SmartGrow helps residential and commercial gardeners save on herbicide, fertilizer and water, Blacker said, and can boost production of plants such as tomatoes and peppers. Some nursery owners have said that the product has saved them thousands of dollars in herbicide, labor and watering costs.

While the idea of using products made of human hair for gardening might seem bizarre, the production method used is similar to the way human hair wigs are made. The hair is collected, sanitized and woven into mats in a rug-weaving-like process in a factory in China.

New mats make gardening hair-raising

So far, World Response hasn't used American hair, according to Blacker. The reason is that too much American hair is dyed and chemically treated, making it unsuitable for growing food. And there are also no markets or collection systems for human hair in the US. In China, much of the human hair collected is sold to wig makers. Other hair is bought for extraction of its component keratin, which is used in making pizza and bagel dough.

Maurice "Boo" Hanson, a spokesman for SmartGrow, and who owns Hanson Farms in Cummings, Ga., said that placing SmartGrow mats under his tomatoes has boosted production by 48 percent.

Jack Kramer, a noted gardening author in Florida who's published more than 100 books, said he's never seen a SmartGrow mat but that several similar products made from animal hair are on the market and they work. "If it works with animal hair, it probably would work with human hair," Kramer said.

Zhang Shouan, a professor at the University of Florida's Tropical Research & Education Center in Homestead, said he's conducted preliminary trials of SmartGrow mats on tomatoes. While he found "a slightly increased yield compared to the untreated plants after a total of three harvests," he cautions that it's still too early to reach any final conclusion about the product's performance.
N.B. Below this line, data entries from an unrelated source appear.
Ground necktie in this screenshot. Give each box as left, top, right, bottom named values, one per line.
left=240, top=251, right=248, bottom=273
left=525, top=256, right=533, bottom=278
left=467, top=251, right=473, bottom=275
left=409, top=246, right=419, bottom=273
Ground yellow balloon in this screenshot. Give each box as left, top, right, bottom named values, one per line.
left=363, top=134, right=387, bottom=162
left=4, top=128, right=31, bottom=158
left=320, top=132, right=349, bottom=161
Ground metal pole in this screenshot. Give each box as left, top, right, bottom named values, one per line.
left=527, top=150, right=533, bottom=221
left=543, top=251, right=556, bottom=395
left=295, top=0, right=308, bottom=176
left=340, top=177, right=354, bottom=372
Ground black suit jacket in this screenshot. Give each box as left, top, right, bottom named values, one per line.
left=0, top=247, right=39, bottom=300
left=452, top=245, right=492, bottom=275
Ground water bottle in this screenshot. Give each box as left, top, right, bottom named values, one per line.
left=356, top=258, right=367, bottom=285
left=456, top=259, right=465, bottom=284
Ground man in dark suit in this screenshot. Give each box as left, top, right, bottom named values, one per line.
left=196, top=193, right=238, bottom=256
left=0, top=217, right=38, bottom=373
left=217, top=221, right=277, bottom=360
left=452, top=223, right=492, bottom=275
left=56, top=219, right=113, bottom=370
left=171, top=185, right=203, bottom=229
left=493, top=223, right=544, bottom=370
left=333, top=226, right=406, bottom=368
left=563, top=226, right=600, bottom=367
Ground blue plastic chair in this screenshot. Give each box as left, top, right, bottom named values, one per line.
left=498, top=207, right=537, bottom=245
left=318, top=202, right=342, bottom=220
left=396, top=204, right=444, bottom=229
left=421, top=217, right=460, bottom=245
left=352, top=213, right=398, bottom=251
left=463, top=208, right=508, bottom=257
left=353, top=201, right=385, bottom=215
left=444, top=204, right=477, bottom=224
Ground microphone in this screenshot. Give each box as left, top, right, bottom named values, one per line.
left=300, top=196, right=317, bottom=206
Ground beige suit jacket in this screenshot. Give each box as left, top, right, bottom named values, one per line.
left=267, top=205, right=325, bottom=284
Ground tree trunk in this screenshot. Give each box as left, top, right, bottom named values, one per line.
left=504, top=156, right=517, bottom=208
But the mats definitely are money savers for some. Brady Vogt, co-manager of Pelican Nursery in Naples, Florida., said he's used human-hair mats as a weed inhibitor in 1- and 3-gallon pots. He said they work better than the coconut-husk mats the nursery previously bought. They're also cheaper and can be re-used two or three times, unlike coconut mats, which fall apart after just one use.

The only problem at Pelican has been "psychological", according to Vogt. "The first time the nice ladies working here saw it, they said it was revolting," he said.